My brother is two years older than me.  Being two years older, and a guy, he had a size and weight advantage, not to mention he intimidated me.   I used to babysit on the weekends, and had a part time job that paid me.  I used the money to buy clothes, or to finance trips to the movies with friends.  He would enter my room at will, take the money from my cash-drawer, and use it.  I often questioned him about it, and he feigned ignorance about anything being stolen – told me I couldn’t prove it.  My parents didn’t do much to stop the theft, and were fully supportive when I went down, on my own accord, to the hardware store to install a new door handle for my room with a lock. To make a long story short, he stole the key and made a copy for himself.  We went through three door handles.  What was mine was his, and I was powerless to do anything.

What was mine was his.  What was mine was also my mother’s.  What belonged to me?  Only my feelings belonged to me – and nobody wanted anything to do with those.

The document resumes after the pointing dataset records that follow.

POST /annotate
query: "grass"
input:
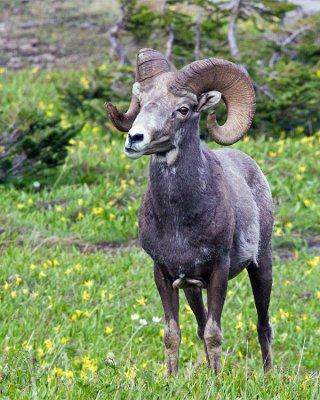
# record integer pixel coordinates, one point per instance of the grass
(85, 324)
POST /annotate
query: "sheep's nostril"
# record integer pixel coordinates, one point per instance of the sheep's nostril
(134, 138)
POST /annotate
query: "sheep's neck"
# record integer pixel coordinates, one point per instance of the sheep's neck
(179, 188)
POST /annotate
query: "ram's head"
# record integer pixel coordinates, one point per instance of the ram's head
(163, 101)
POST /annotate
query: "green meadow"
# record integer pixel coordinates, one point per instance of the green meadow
(81, 316)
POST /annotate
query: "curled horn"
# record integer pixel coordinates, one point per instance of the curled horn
(150, 63)
(233, 82)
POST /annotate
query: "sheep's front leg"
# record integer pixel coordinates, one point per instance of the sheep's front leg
(172, 336)
(217, 290)
(195, 300)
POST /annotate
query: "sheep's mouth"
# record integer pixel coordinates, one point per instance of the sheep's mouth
(132, 153)
(160, 146)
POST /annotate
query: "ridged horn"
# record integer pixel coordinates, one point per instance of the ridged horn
(233, 82)
(150, 63)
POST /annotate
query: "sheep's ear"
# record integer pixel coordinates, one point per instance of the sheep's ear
(208, 99)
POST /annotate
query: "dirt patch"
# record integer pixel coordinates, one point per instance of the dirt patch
(54, 33)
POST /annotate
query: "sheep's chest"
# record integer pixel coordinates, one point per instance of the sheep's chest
(182, 249)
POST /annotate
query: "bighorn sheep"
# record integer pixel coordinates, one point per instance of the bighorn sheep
(206, 215)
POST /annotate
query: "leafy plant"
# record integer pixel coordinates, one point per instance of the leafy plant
(34, 148)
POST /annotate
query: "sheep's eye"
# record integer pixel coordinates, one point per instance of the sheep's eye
(183, 110)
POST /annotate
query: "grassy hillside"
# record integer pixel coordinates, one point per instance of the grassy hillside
(81, 317)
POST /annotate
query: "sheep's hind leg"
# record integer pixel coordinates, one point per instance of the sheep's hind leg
(261, 283)
(172, 335)
(195, 300)
(217, 290)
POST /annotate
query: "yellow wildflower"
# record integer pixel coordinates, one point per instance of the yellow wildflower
(7, 286)
(84, 82)
(83, 375)
(97, 210)
(49, 345)
(188, 308)
(141, 301)
(283, 314)
(239, 325)
(85, 295)
(109, 329)
(314, 261)
(40, 352)
(69, 374)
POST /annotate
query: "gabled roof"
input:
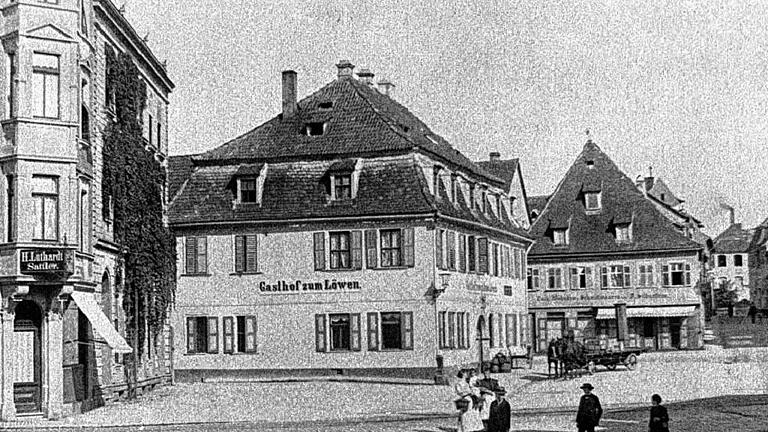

All of the above has the purpose of illustrating why this affair stings me so deeply.  It is, once again, a reopening of old wounds. What belongs to me is taken, appropriated as one’s own, and I am powerless to take back what is mine.  My husband was stolen, taken behind my back, and appropriated as someone else’s.  If not for the obvious reasons that betrayals like this hurt, it certainly strikes a deeper and a more painful chord when it touches on those very themes that impacted you emotionally as a child.  Now, not only are you struggling in the present, but the little girl inside of you is struggling to understand why she can’t have things without others claiming them as their own.  Why do people feel entitled to what is mine?  Why am I so unimportant that my possessions are negotiable?  The little girl inside of me wants her stuff back.  It was stolen.